My counsellor, RW, suggested that it was more important for me to create a social network, than to complete high-school early. I took on his advice, and the trajectory of my destiny shifted right there any then.

In the coming months, I started seeing a psychiatrist regularly and would miss many of my classes. I enrolled in every extra curricular activity I found interesting and started taking initiatives to make friends.

In took many years, visiting RW on numerous occasions every week whenever I was blue, or bored. He would often chat with me for hours after school, or even drive me to his house to meet his family. I got well acquainted with each member of his family…

I enjoyed this life much better. But I was still depressed, and my grades began to drop. By grade twelve, I was seeing a psychiatrist three times a week, working on my own business ventures, hardly going to school, and getting a 63% average.
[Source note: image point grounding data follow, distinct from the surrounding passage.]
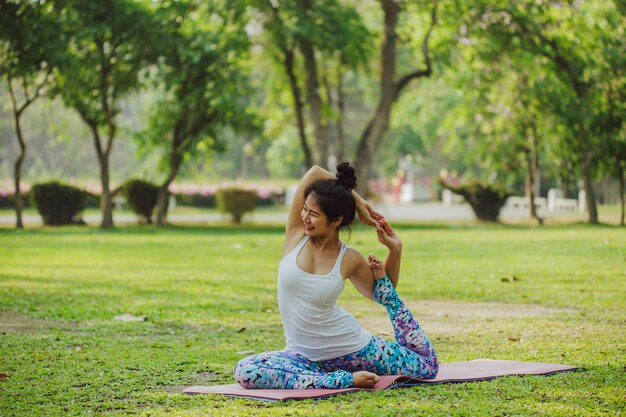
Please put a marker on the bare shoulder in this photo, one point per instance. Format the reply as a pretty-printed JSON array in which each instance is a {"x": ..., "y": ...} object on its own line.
[
  {"x": 352, "y": 261},
  {"x": 292, "y": 238}
]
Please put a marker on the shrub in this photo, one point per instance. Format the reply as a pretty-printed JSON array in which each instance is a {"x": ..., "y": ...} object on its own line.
[
  {"x": 196, "y": 200},
  {"x": 236, "y": 201},
  {"x": 141, "y": 197},
  {"x": 58, "y": 204},
  {"x": 486, "y": 200}
]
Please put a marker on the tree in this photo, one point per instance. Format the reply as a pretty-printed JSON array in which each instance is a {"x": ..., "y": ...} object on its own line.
[
  {"x": 390, "y": 86},
  {"x": 110, "y": 44},
  {"x": 569, "y": 40},
  {"x": 29, "y": 50},
  {"x": 202, "y": 80},
  {"x": 314, "y": 44}
]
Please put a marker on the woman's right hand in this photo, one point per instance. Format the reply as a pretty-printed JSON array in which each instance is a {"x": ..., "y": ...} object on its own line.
[{"x": 387, "y": 236}]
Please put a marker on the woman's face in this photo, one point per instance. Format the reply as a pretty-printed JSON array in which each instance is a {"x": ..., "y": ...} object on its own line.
[{"x": 314, "y": 220}]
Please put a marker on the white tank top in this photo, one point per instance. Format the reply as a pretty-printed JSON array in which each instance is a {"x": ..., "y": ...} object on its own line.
[{"x": 315, "y": 326}]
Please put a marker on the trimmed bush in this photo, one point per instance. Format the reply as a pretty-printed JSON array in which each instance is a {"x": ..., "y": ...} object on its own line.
[
  {"x": 141, "y": 197},
  {"x": 196, "y": 200},
  {"x": 486, "y": 200},
  {"x": 91, "y": 200},
  {"x": 236, "y": 201},
  {"x": 57, "y": 203}
]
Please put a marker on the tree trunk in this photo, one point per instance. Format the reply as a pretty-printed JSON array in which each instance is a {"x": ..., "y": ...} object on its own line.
[
  {"x": 18, "y": 169},
  {"x": 531, "y": 177},
  {"x": 376, "y": 127},
  {"x": 106, "y": 201},
  {"x": 298, "y": 107},
  {"x": 620, "y": 172},
  {"x": 341, "y": 137},
  {"x": 530, "y": 186},
  {"x": 161, "y": 206},
  {"x": 315, "y": 104},
  {"x": 390, "y": 89},
  {"x": 163, "y": 194},
  {"x": 589, "y": 191}
]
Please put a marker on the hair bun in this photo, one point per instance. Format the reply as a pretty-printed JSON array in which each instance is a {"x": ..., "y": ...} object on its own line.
[{"x": 345, "y": 175}]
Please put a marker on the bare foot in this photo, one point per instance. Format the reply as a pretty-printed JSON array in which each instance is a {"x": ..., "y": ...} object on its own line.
[{"x": 364, "y": 379}]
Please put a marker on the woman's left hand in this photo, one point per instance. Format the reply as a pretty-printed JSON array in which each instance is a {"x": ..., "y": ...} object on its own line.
[{"x": 387, "y": 236}]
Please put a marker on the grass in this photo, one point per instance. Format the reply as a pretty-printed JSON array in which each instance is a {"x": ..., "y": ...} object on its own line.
[{"x": 210, "y": 292}]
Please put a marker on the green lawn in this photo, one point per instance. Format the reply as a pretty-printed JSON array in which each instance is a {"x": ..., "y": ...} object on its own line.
[{"x": 555, "y": 294}]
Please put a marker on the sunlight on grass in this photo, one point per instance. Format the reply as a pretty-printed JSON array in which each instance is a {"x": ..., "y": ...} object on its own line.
[{"x": 210, "y": 292}]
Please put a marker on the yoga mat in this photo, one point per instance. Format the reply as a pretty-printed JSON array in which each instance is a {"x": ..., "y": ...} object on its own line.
[{"x": 476, "y": 370}]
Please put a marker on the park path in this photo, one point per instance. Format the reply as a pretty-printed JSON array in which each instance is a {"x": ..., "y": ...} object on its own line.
[{"x": 418, "y": 212}]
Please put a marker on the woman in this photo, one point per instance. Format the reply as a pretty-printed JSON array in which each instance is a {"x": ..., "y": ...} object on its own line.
[{"x": 325, "y": 345}]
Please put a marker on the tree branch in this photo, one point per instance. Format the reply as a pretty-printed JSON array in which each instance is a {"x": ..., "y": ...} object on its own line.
[{"x": 425, "y": 72}]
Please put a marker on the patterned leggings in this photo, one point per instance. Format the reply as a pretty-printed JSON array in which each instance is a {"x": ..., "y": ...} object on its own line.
[{"x": 412, "y": 355}]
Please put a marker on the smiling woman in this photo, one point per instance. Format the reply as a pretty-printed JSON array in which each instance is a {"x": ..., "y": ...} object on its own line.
[{"x": 325, "y": 345}]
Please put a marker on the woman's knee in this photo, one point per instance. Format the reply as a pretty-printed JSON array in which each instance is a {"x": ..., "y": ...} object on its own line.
[{"x": 244, "y": 370}]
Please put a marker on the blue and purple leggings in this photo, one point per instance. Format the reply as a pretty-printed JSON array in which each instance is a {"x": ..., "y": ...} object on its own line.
[{"x": 412, "y": 355}]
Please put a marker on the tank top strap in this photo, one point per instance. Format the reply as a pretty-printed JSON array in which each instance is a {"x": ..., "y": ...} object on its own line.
[
  {"x": 342, "y": 251},
  {"x": 300, "y": 245}
]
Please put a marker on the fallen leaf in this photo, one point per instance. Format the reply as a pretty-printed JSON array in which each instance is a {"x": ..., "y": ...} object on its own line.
[{"x": 129, "y": 317}]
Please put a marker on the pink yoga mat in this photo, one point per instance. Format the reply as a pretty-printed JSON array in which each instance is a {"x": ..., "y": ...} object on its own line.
[{"x": 476, "y": 370}]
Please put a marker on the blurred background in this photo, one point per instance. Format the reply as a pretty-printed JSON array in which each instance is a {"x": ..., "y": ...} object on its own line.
[{"x": 515, "y": 107}]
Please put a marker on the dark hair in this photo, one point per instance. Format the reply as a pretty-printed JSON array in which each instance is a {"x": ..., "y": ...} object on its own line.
[{"x": 334, "y": 196}]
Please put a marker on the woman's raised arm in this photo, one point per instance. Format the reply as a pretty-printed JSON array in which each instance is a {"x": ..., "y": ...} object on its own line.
[{"x": 294, "y": 232}]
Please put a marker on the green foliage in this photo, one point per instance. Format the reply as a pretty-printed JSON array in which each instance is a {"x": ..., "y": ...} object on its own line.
[
  {"x": 58, "y": 204},
  {"x": 141, "y": 197},
  {"x": 236, "y": 201},
  {"x": 196, "y": 200},
  {"x": 486, "y": 200},
  {"x": 110, "y": 43},
  {"x": 202, "y": 80}
]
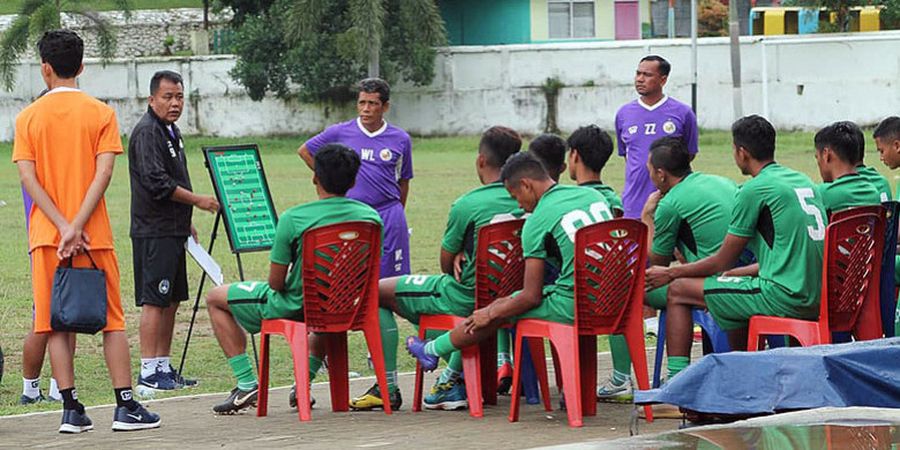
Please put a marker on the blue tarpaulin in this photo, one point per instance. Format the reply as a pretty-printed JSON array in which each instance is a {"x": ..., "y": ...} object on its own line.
[{"x": 854, "y": 374}]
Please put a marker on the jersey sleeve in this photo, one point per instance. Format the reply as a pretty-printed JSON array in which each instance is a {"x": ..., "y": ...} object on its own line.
[
  {"x": 110, "y": 140},
  {"x": 666, "y": 223},
  {"x": 330, "y": 135},
  {"x": 283, "y": 242},
  {"x": 457, "y": 222},
  {"x": 747, "y": 205}
]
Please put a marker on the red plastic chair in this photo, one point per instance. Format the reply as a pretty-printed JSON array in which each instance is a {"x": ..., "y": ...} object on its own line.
[
  {"x": 850, "y": 282},
  {"x": 340, "y": 264},
  {"x": 499, "y": 271},
  {"x": 610, "y": 260}
]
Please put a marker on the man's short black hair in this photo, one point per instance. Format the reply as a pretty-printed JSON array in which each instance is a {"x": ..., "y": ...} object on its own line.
[
  {"x": 671, "y": 155},
  {"x": 756, "y": 135},
  {"x": 336, "y": 168},
  {"x": 888, "y": 129},
  {"x": 498, "y": 143},
  {"x": 63, "y": 50},
  {"x": 594, "y": 146},
  {"x": 157, "y": 78},
  {"x": 664, "y": 66},
  {"x": 523, "y": 165},
  {"x": 376, "y": 86},
  {"x": 841, "y": 139},
  {"x": 550, "y": 150}
]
After high-school, I got out of my funk, made lots of friends, and was making good money.

My life would be so different right now if it wasn’t for RW. But would it be different for the better or worse?

Would I have just gotten straight A’s in high-school, having no friends, and then head off to a university? Perhaps that university experience would have given me the social playground I needed, plus I would have a university degree today. Maybe I wouldn’t be as depressed, because I would have suppressed it enough and wouldn’t have been triggered by any pharmaceuticals or therapies.

Or maybe my life would be much worse.